BOSTON _ The New York Yankees could not have asked for a better situation in Game 2 of this American League Division Series, even after dropping a one-run heartbreaker in the opener.
The Boston Red Sox were throwing David Price, a pitcher who a.) is typically awful against the Yankees and b.) is typically awful in October.
That daily double hit in spades for the Yankees on Saturday night. An early power surge from Aaron Judge and Gary Sanchez had Price out by the second inning, which_combined with more outstanding playoff work by Masahiro Tanaka_produced a series-tying 6-2 victory over the Red Sox in front of 39,151 disgruntled fans at Fenway Park.
Game 3 of the best-of-five series will be played Monday night at what is sure to be an ear-splitting Yankee Stadium, where the Yankees are 7-0 in the last two postseasons, outscoring the opposition 42-14 in that span.
"It's very important," first-year Red Sox manager Alex Cora, Houston's bench coach last year, said before Game 2, referring to the importance of taking a 2-0 lead Saturday. "They haven't lost a playoff game in a while there. The wild-card games. They swept the Astros last year. So it's a tough place to play. Last year that place was alive, the fan base. From the get-go it was loud."
Judge hit a 445-foot home run to left-center over the Green Monster in the first inning off Price, who lasted 1 2/3 innings. Sanchez hit a bomb to leftfield to lead off the second, then added the back-breaker in the seventh, a 479-foot rocket to left-center that drove in three runs and made it 6-1.
Price, 0-8 with a 5.74 ERA in nine previous postseason starts, retired leadoff man Andrew McCutchen on a grounder to third, bringing up Judge. The rightfielder fell behind 1-and-2 before Price grooved a cutter that Judge annihilated high atop the Monster in left-center for his seventh career postseason homer and sixth in his last eight postseason games. Judge became the first Yankee to homer in each of the team's first three playoff games since Hank Bauer in 1958 (Bauer, of course, did it in the World Series). Judge, who had two hits, is 7-for-12 with three home runs in this postseason.
Tanaka, 2-1 with a 0.90 ERA in three postseason starts last year, allowed a two-out single by J.D. Martinez in the bottom of the first, but that was all in the 17-pitch inning. Tanaka allowed one run, three hits and one walk in five innings, striking out four.
Sanchez led off the second by tattooing a 1-and-1 cutter into the Monster seats in left, with his first homer of this postseason making it 2-0. It made Sanchez 7-for-14 with six home runs against Price and gave the Yankees 11 homers in five games against the lefthander this season.
Price entered the night with miserable numbers against the Yankees, 2-7 with a 7.71 ERA since joining the Red Sox, including 0-3 with a 10.34 ERA this season.

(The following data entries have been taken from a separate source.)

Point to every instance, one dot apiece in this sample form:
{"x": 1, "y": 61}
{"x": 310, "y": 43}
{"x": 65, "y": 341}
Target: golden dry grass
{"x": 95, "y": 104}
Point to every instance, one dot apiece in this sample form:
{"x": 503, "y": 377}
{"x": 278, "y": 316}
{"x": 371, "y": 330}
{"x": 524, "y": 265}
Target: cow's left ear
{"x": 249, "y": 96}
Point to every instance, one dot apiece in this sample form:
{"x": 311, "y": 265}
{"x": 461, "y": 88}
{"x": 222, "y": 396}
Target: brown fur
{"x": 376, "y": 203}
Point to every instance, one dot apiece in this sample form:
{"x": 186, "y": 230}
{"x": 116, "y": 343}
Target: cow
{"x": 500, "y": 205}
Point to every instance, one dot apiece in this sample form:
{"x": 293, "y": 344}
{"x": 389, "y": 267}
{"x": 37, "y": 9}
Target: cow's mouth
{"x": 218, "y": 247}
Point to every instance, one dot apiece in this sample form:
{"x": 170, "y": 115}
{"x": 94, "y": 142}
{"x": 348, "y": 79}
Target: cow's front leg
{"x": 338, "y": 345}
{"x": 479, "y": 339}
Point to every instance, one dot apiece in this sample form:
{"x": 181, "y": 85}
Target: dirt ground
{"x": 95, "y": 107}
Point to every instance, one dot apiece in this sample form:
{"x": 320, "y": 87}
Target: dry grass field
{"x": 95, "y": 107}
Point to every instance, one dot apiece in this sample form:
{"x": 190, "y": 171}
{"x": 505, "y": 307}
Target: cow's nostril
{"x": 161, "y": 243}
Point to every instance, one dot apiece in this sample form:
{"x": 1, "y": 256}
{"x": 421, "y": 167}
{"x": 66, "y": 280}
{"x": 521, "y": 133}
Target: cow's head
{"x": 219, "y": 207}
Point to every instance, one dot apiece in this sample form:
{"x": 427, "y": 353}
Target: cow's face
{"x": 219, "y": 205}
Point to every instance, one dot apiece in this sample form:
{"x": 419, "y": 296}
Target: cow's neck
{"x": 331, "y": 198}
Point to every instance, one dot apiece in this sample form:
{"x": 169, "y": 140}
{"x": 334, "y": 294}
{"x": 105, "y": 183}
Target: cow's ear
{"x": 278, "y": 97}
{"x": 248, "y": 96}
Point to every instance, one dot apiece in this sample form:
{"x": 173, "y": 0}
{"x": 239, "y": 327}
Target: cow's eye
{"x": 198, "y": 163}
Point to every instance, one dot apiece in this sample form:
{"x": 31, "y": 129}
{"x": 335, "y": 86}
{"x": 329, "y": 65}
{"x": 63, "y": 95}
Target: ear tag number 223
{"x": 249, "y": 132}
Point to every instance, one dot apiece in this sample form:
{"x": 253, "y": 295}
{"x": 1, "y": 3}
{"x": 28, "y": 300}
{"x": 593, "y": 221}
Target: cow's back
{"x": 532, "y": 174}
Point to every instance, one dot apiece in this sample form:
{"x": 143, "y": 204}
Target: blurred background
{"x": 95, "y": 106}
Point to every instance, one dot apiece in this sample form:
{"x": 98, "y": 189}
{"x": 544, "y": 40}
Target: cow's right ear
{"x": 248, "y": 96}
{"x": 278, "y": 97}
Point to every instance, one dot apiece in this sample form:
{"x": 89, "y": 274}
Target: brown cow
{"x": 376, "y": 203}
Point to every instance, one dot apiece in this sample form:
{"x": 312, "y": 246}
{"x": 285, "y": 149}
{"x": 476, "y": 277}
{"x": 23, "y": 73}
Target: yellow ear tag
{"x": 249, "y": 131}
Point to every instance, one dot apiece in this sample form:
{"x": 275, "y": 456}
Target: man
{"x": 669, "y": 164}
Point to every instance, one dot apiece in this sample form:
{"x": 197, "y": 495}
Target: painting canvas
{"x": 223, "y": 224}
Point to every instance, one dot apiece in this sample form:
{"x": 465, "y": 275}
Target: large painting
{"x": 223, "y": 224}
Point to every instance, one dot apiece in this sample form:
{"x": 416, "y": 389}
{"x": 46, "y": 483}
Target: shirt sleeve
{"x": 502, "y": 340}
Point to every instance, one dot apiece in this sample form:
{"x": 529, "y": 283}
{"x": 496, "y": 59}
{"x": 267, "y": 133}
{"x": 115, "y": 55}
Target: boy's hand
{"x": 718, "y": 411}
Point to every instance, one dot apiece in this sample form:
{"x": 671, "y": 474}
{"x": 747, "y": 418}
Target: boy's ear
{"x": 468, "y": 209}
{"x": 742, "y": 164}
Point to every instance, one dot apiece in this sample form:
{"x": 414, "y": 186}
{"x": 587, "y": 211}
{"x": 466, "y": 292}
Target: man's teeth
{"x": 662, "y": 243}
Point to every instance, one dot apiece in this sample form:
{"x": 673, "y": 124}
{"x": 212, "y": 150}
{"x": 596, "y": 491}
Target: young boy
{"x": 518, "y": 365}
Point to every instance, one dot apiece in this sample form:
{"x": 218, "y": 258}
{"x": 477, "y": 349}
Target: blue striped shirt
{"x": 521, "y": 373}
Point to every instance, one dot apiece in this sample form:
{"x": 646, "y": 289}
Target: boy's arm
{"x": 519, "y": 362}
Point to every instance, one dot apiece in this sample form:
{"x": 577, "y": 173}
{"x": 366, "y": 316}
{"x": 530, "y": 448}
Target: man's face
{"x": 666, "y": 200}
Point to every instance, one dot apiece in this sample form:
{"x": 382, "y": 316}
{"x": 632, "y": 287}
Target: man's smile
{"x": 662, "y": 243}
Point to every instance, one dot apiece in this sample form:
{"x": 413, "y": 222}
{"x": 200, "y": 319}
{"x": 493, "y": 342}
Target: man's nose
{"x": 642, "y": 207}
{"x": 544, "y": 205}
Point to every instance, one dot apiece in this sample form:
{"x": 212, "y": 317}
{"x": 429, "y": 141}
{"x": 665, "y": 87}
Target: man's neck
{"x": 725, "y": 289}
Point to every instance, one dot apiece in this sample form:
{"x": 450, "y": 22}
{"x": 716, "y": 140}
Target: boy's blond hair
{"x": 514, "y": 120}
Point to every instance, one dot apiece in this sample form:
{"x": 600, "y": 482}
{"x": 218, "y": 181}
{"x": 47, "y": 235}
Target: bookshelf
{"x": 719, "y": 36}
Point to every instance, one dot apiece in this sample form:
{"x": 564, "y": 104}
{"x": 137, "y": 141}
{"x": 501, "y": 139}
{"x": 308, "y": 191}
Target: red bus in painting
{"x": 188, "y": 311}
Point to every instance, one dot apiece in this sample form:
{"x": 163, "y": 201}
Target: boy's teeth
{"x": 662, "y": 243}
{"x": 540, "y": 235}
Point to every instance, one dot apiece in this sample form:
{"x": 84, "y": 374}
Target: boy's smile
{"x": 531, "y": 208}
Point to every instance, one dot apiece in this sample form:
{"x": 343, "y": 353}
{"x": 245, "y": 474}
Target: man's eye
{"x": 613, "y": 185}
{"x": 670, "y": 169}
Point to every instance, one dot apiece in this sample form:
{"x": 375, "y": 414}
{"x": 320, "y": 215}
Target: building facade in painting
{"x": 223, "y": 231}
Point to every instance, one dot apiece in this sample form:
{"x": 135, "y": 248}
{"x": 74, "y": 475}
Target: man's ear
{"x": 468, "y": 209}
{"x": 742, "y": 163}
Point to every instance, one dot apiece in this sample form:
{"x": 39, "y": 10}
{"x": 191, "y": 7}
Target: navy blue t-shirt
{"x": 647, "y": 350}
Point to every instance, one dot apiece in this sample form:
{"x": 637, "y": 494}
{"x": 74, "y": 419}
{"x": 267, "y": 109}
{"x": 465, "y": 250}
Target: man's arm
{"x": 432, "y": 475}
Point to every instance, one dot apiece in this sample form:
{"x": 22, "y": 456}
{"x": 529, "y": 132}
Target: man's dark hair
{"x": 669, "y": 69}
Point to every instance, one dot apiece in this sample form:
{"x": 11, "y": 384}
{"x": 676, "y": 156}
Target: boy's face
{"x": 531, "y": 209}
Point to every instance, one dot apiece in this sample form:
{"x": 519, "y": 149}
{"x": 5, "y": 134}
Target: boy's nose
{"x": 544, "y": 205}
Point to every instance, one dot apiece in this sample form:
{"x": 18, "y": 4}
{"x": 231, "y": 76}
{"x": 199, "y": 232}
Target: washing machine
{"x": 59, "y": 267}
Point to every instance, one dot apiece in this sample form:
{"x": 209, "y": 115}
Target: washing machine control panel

He retired Didi Gregorius and Miguel Andujar after Sanchez's homer, but Gleyber Torres and Brett Gardner each drew a walk (Price thought he had Gardner struck out on a borderline 2-and-2 pitch). McCutchen then whacked an 0-and-1 fastball to leftfield off the Monster for anRBI single that made it 3-0 and endied the night for Price, who was boisterously booed as he walked slowly to the dugout.
Joe Kelly provided 2 1/3 innings of scoreless relief and the Red Sox finally got on the board with one out in the fourth when Xander Bogaerts hit a first-pitch fastball over the centerfield wall to make it 3-1.
The Yankees did have multiple chances to tack on after Price departed but through five innings, they had gone 1-for-6 with runners in scoring position and stranded seven. Sanchez's three-run shot off lefty Eduardo Rodriguez in the seventh gave the Yankees a 6-1 lead. After a perfect nine-pitch sixth, Dellin Betances allowed an RBI double by Ian Kinsler in the seventh that made it 6-2.